3 cups all-purpose flour
3/4 teaspoon baking powder
1/2 teaspoon salt
1 cup sugar
1 large egg
2 teaspoons pure vanilla extract
1 jar of Damson Plum Jam
Whisk together flour, baking powder, and salt in a large bowl. Beat butter and granulated sugar with a mixer on medium-high speed until pale and fluffy. Beat in egg and vanilla. Reduce speed to low. Add flour mixture, and beat until combined.
Roll the dough into 36 small balls (the easiest way to get this right is to divide the dough into quarters – each quarter then makes 9 balls).

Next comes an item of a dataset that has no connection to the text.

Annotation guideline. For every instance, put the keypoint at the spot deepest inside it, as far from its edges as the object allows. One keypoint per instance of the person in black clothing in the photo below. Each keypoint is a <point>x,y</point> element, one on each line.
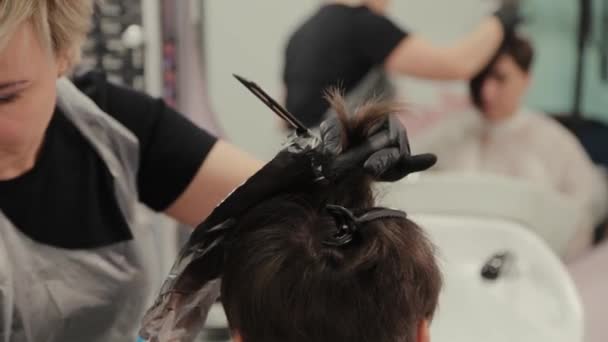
<point>76,161</point>
<point>345,40</point>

Heat oven to 180C/160C fan. Line two baking sheets with baking paper. Squish 2 balls of dough together on the paper, keeping the ‘round’ edges of the balls at the top, but pinching together at the base where they meet, so they make a rough heart shape. Flatten with the palm of your hand to a biscuit, then press in heart-shaped ‘dent’ for the jam – thumbs and fingers are perfect for this. Repeat with remaining dough balls leaving a little space between each finished heart shape for spreading.
Spoon roughly 2-3 tsp of Damson Jam into the thumb-heart dips you have made in each biscuit. Bake for 10-15 mins until pale golden and crisp. Cool on the trays.